Sentiment Analysis on Tweets (28 Days of Hacking: Day 8)

Due to the predictive twitter project, I now have far too many tweets on my computer. Instead of letting them just take up disk space, I decided to perform sentiment analysis on the tweets. The goal of sentiment analysis is to extract subjective information from text. In this case I want to find the polarity of each tweet. Polarity is simply a number where its sign determines whether the text is positive or negative. The magnitude determines how positive or negative a piece of text is. I love Alchemy for NLP however they limit you to 1,000 API calls a day and I needed to process 1 million tweets. Well that approach wasn't going to work. So I started rolling my own! It kind of worked, but wasn't as good as I would have liked. I probably could have improved it using Amazon's Mechanical Turk, and spending the rest of the night improving the code, but for starters, it was slow, and I have some other things I need to start working on. After some research, I came across textblob, which is based on Natural Language Toolkit (NLKT). I ran some tests and it produced pretty good results. For the tweets, I had a lot of zero sentiment results but I can't complain since it was doing much better than my homemade one.

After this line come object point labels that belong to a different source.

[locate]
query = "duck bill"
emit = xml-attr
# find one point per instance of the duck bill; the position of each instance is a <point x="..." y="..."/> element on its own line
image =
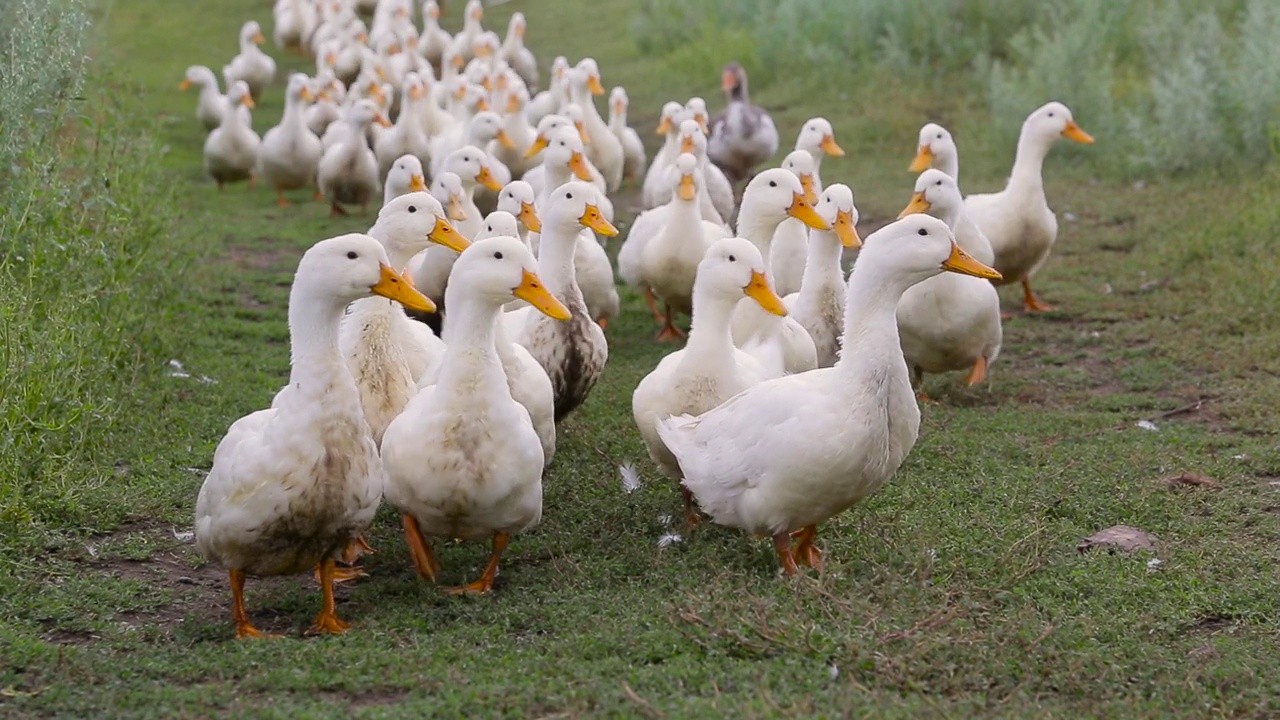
<point x="1073" y="132"/>
<point x="963" y="263"/>
<point x="531" y="291"/>
<point x="846" y="231"/>
<point x="688" y="190"/>
<point x="759" y="291"/>
<point x="485" y="178"/>
<point x="448" y="236"/>
<point x="923" y="158"/>
<point x="801" y="210"/>
<point x="393" y="286"/>
<point x="918" y="204"/>
<point x="592" y="218"/>
<point x="539" y="142"/>
<point x="529" y="215"/>
<point x="577" y="163"/>
<point x="807" y="183"/>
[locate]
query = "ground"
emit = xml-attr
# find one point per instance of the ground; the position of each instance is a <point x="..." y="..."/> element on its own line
<point x="959" y="589"/>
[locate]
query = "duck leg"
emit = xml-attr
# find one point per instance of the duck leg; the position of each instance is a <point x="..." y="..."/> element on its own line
<point x="424" y="560"/>
<point x="243" y="628"/>
<point x="1029" y="300"/>
<point x="328" y="623"/>
<point x="485" y="583"/>
<point x="786" y="556"/>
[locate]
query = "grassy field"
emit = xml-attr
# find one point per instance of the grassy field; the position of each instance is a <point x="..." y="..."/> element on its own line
<point x="958" y="591"/>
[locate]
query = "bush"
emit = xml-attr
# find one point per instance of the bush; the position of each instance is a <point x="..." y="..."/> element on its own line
<point x="81" y="210"/>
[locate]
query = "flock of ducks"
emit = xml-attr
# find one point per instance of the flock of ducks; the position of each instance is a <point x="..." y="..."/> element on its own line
<point x="434" y="355"/>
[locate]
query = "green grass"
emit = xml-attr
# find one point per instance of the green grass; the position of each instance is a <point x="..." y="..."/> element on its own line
<point x="956" y="591"/>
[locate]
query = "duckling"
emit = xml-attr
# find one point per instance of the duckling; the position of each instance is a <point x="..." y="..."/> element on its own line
<point x="709" y="369"/>
<point x="231" y="150"/>
<point x="791" y="452"/>
<point x="950" y="323"/>
<point x="252" y="65"/>
<point x="479" y="477"/>
<point x="819" y="305"/>
<point x="291" y="486"/>
<point x="743" y="135"/>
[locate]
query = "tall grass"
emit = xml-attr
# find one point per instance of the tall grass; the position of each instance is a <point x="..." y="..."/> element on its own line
<point x="81" y="210"/>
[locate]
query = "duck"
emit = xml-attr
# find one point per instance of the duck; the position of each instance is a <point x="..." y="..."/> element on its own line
<point x="1018" y="220"/>
<point x="252" y="65"/>
<point x="708" y="370"/>
<point x="572" y="354"/>
<point x="348" y="169"/>
<point x="232" y="149"/>
<point x="950" y="322"/>
<point x="632" y="150"/>
<point x="791" y="452"/>
<point x="211" y="101"/>
<point x="787" y="251"/>
<point x="293" y="484"/>
<point x="781" y="343"/>
<point x="743" y="135"/>
<point x="819" y="305"/>
<point x="937" y="149"/>
<point x="672" y="258"/>
<point x="291" y="153"/>
<point x="515" y="53"/>
<point x="479" y="475"/>
<point x="406" y="176"/>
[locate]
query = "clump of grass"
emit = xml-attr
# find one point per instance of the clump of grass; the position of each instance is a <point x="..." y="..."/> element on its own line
<point x="80" y="212"/>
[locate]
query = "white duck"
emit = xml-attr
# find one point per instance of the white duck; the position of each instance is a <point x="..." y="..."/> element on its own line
<point x="479" y="475"/>
<point x="795" y="451"/>
<point x="232" y="149"/>
<point x="211" y="101"/>
<point x="1018" y="220"/>
<point x="950" y="322"/>
<point x="291" y="153"/>
<point x="292" y="486"/>
<point x="708" y="370"/>
<point x="672" y="258"/>
<point x="781" y="343"/>
<point x="252" y="65"/>
<point x="632" y="149"/>
<point x="937" y="150"/>
<point x="819" y="305"/>
<point x="574" y="352"/>
<point x="787" y="251"/>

Had I known I was going to start looking into sentiments, it would have been nice to have logged the particular trend I was monitoring, or even timestamped the tweet. But I wasn't thinking about that yesterday. So basically I have 1 million pieces of text to work with, and no context. Even though I was already off to a bad start, I decided it couldn't get any worse, so I started the processing the data. I had all my sentiments after waiting a bit, and working on my homework. However I didn't know exactly how to visualize the sentiments just yet so I decided to log them to a file.

So after I decide how to process them, I decided to load them back into memory which is where I made my next mistake. I tried to read the file, but opened it with the write option... There goes all the results. Another round of processing and the data is back, so maybe it wasn't the biggest deal. Out of curiosity (or stupidity), I decided to just plot all the points using Matplotlib, and managed to crash a few programs, and not to mention the results look awful!



After a bit of thinking, I decided to just downsample the results at the end using an average over a fixed interval. I also threw in a custom decay filter using a decay of 2 and 50 points of resolution.



But that looks really sparse. I overcompensated on the downsampling, but after reducing the amount of downsampling I got some interesting results. I also increased the smoothing filter to 100 points.



Increasing the filter shouldn't really have any noticeable effect on the data, but to verify I decided to increase the smoothing filter to 500 points.



Now let's decrease the downsampling factor by half. This gives us twice as many data points.



Out of curiosity, I wanted to see how much the smoothing filter actually did. So I decided to run it with a size of 1. This effectively removes all effects it has.



From the data, we can clearly see different sentiments which I assume can be directly tied to a trend on Twitter. I am really curious as to what the large positive spike was related to. So some events that were covered in this data were the Monroeville Mall Shooting, the Brian Williams Scandal, and Bruce Jenner involvement in a fatal car crash. Towards the end of the collection was the #askNick trend which was mostly questions. I hope to revisit this and maybe make the plot interactive using D3.js or some other visualization tool and tie in the timestamps and trends at that moment.